Despite the subjects of her fiction, and the parallels to her own life, she insists that she doesn’t write with catharsis in mind. It’s incidental that her candor about her own history—growing up poor, coming out, surviving years of sexual abuse as a young girl—has made her an icon for readers with similar backgrounds. What’s essential is that it gives her stories a startling frankness.
“I craft fiction,” she says. “It’s not therapy.”
Allison says it’s not always people who have lived through similar stories who approach her but “people with an emotionally complex life”—such as working-class kids who find themselves in an unfamiliar environment in college, surrounded by more privileged students who’ve been raised in an utterly different world. Allison experienced this sense of alienation firsthand when she began accepting positions and speaking engagements at some of the nation’s top universities. Reflecting on students she met at Stanford University, Allison describes what she calls “golden children”: “They’re beautiful, they’re smart, and they’re good. You meet children raised to be generous, loving, and compassionate. Sometimes I’m jealous of them on behalf of my nieces and nephews.”
Teaching young people whose life experiences diverged so widely from her own frustrated Allison; it didn’t take long for her to adopt the motto “You can’t teach people and hate them at the same time.” Allison coped with this new challenge by imagining these “golden children” in the dire situations of the characters in her novels and the children she grew up with. It wasn’t a wicked fantasy, but rather a meditation on the ways in which upbringing and experience influence who a person turns out to be.

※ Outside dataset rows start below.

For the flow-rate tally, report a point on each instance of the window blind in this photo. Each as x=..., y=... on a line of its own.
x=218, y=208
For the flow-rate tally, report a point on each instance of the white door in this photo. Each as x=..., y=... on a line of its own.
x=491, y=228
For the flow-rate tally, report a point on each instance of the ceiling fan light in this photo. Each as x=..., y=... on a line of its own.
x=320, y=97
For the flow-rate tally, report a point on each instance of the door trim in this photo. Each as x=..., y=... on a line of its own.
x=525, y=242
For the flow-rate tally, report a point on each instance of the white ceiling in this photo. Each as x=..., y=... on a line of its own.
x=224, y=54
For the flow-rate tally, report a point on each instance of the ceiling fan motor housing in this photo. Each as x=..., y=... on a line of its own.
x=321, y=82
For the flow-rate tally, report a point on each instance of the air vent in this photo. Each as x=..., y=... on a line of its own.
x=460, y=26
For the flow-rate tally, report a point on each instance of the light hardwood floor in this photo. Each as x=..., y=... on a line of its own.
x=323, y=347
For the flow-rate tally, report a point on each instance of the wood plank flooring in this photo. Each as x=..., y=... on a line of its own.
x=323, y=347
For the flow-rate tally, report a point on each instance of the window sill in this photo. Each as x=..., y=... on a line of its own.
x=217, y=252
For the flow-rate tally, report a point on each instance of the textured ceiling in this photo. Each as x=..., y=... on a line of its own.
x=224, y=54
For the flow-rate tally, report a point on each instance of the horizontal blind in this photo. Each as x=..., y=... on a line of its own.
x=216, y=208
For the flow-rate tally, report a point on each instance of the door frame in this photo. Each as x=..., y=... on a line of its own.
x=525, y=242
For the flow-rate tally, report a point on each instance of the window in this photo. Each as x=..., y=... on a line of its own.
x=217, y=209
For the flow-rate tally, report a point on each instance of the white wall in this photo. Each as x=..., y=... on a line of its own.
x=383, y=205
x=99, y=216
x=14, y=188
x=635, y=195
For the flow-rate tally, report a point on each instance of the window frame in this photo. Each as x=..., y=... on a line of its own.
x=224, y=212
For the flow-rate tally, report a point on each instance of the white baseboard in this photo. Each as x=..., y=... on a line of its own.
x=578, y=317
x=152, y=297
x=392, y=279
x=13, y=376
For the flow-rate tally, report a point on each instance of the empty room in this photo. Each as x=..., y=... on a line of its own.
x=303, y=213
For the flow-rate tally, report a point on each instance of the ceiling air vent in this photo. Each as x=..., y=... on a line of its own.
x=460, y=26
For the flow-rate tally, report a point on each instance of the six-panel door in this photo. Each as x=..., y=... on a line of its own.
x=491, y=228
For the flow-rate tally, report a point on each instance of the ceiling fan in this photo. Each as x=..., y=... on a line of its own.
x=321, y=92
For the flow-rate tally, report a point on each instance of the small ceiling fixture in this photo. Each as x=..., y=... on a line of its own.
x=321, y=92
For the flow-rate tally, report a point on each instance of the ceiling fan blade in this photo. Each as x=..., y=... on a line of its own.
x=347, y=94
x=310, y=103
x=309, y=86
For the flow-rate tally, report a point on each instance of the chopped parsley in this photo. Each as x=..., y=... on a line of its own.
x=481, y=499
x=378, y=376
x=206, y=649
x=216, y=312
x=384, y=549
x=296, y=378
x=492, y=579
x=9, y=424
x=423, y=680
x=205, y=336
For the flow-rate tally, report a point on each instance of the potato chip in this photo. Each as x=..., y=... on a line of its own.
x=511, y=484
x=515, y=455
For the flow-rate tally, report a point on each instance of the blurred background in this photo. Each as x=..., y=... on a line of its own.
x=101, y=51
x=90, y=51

She admits that it may indeed have been a cold way of getting acclimated to the prep-school educated set, but it worked—and seems to have inspired the forthcoming She Who, in which a wealthy young woman finds herself forever changed after being thrown off a San Francisco parking deck.
“You throw someone off a building and suddenly they’re a different person,” she says.
Currently living in North Carolina as writer-in-residence at Davidson College in Davidson, N.C., Allison is now an enthusiastic teacher. Writers of literary fiction have few options for making a living other than teaching, and Allison says she feels the two careers draw from the same parts of a person.
“Teaching uses the same emotional energy as writing does,” she says. “If writers don’t like teaching, it’s really tragic for their students.”
Allison is also an elected member of the Fellowship of Southern Writers, a Chattanooga-based society of about 50 writers who have made significant contributions to the development of Southern literature. She’s currently on the touring circuit as part of the Benefit Reading Series, which features a small group of traveling writers who offer readings, lectures, and book-signings.
“Writers are never well enough off to give much cash away,” she says. “We volunteer as our donation.”
Since she gives them so frequently, readings feature ever-changing selections.
“I always bring at least three different pieces so it’s fresh and not boring,” she says.
Short stories are a personal favorite of hers, and as she has a nearly-complete book of them to be published after her new novel is released, it’s likely that she’ll use some of this material for her Knoxville visit. Allison finds herself traveling extensively, and accepts it as just another part of the writer’s life.
“I find it exhausting,” she says. “If you’re a writer you will travel—you will stagger off of trains and buses.”